Real estate investments are one of the most surefire ways of growing one’s money – whether it’s about earning a little more right now or building a fortune for the future. Investing in real estate generally requires a lot of money, with most properties requiring at least a 25% down payment. But this can be rather expensive for beginners, leading to barriers in people’s investment journeys. Fortunately, there are several ways to side-step this issue.
Ways to invest in real estate with no money
This may sound bizarre to traditional investors, but there are ways to invest in real estate without investing one’s own money. To clarify, it isn’t possible to invest with no money at all, but there are plenty of opportunities to invest with minimal or no capital of one’s own.
House-hacking
This is a strategy wherein one lives in one part of the house and rents out the other–either as a monthly/annual lease or for short stays. Not only does this help finance the mortgage payments for the investor, but also helps them get a realistic idea about the property as an investment.
This experience will also expose beginners to being a landlord, managing property and tenant issues, and taking on DIY projects. Since the property will remain owner-occupied, it is also likely to require a lower down payment. With an FHA loan, first-time buyers can get a home with just a 3.5% down payment, while the VA office may be able to help veterans buy homes with a zero down.
Fractions of real estate
It’s no secret that real estate investments tend to be massive. But they don’t always need to be. Instead of investing in the entire property, consider investing in a part, or a fraction of it. There are plenty of online apps and platforms that allow beginners to invest in fractional real estate, and generate a passive income of 5-8% per month, with an appreciation rate of 6-8%. Over time, this leads to a compounded return of 60-80% over 5 years, all without having to worry about a property loan.
Please note that some of these platforms may have a minimum investment requirement that could be offset with certain discounts, offers, or referral programs. So, it’s essential to check the details before putting in one’s money.
Duplex with FHA Loan
If house-hacking feels like an invasion of privacy, one can try to go down this route. By bringing an FHA loan into the picture, buyers are likely to qualify for a larger loan as they account for the added rental income in the future. While a larger down payment may be required to purchase the duplex initially, homeowners will end up paying less in monthly mortgage, helping them save their money.
To qualify for an FHA loan, some lenders may require buyers to have previous landlord experience, but this isn’t the case everywhere.
Home equity line of credit (HELOC)
If one already has a home to their name, it may be a better idea to open a HELOC, wherein one can get access to a line of credit in exchange for equity in their property. This money can then be channeled into home improvement or to expand the living space, allowing owners to lease out the space to generate more income. The biggest advantage of opting for this option is that it has a lower interest rate in comparison to other property loans.

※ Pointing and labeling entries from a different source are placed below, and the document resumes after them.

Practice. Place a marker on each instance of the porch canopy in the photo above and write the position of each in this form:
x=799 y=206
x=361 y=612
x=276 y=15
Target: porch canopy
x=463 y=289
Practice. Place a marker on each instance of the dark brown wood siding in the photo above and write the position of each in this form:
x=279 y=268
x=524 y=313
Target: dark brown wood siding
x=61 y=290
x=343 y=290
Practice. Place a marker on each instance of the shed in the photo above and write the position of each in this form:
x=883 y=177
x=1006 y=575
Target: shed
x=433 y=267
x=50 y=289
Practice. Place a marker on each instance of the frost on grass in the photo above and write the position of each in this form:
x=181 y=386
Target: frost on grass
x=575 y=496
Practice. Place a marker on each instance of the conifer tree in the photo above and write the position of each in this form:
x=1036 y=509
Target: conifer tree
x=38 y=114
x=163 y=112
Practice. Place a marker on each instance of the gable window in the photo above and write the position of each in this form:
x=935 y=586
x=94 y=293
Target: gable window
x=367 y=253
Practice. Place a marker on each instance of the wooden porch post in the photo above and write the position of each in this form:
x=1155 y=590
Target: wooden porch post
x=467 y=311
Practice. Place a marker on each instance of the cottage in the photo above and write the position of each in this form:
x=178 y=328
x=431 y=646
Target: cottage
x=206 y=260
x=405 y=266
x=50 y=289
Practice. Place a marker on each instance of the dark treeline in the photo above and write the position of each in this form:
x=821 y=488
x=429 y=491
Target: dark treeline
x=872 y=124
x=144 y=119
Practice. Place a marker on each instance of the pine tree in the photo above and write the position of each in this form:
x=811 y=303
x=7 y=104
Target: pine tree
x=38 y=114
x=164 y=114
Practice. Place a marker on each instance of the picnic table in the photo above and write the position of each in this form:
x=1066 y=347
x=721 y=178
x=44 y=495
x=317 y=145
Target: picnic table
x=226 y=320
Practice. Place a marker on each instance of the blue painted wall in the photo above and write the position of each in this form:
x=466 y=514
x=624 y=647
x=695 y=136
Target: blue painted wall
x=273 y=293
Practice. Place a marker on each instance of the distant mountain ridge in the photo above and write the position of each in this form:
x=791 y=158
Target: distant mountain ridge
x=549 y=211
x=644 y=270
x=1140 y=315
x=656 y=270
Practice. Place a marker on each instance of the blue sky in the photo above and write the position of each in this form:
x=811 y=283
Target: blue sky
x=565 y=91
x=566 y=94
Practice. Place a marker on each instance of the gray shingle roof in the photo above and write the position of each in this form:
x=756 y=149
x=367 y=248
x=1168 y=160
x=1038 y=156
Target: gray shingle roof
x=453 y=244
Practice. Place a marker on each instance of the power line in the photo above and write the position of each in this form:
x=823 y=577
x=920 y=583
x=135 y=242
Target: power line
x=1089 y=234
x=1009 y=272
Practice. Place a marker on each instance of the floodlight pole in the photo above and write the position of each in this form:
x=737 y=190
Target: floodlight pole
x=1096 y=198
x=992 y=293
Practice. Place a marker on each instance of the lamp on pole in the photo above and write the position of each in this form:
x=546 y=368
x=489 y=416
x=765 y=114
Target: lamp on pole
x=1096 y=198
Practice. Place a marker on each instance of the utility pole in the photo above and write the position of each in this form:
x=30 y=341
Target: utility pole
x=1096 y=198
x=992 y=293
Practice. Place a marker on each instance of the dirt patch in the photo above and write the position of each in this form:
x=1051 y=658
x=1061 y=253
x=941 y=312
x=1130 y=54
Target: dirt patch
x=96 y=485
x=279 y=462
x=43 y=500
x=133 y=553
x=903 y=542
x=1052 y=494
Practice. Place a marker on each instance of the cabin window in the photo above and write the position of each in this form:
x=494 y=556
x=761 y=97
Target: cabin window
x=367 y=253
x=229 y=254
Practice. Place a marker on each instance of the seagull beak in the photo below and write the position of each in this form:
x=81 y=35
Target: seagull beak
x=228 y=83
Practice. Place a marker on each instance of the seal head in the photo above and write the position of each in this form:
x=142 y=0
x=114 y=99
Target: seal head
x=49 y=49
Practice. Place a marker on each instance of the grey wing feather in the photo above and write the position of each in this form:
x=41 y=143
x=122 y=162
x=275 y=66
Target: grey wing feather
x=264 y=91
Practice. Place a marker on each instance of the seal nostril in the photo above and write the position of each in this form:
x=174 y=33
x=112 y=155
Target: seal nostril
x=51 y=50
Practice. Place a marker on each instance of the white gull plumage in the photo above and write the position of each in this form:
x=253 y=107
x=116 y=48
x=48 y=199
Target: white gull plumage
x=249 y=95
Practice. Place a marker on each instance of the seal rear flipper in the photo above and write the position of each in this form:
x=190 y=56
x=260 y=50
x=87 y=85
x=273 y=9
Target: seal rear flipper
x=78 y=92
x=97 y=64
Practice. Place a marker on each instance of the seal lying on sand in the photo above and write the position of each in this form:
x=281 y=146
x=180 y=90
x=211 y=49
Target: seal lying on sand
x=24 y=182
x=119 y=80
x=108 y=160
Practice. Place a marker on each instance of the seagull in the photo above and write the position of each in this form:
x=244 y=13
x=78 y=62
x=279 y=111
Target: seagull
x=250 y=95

Real estate investment trusts (REITs)
This is one of the cheapest and quickest ways to invest in real estate, even for beginners who don’t want to spend too much of their money. REITs invest in real estate via property purchases or mortgage investments. Those looking to put their money in real estate buy stocks earmarked by their REIT of choice, which are then traded on the stock market.
REITs can be highly localized or focused on a certain type of real estate, which can give some investors an edge over others. That being said, this is a wonderful way of dipping one’s toes in the real estate game, building exposure to different types of real estate, and generating passive income.
Crowdfunded real estate
If the goal is to put money into a physical property, then crowdfunding may be a good idea. Here, several investors come together to invest small amounts of money and create a fund that goes towards the development of the property. This benefits both the investors and the developers.
While this may be a lucrative investment option, it is important to note that each crowdfunding platform has its own deals and regulations. That is why, one must carefully read the fine print before investing their hard-earned money in such programs.
Those with a little more money could invest in a real estate syndication instead, as these are only open to accredited investors. Here, many platforms give investors the chance to directly view investment opportunities, review, and compare them, to find one that best suits their investment style.
As a beginner, it is highly recommended to learn more about the market before deciding on an investment strategy. This can be done by reading books or listening to podcasts by other investors, and understanding the benefits and challenges that may arise in the future. This will help individuals make better investment decisions that are in line with their financial goals.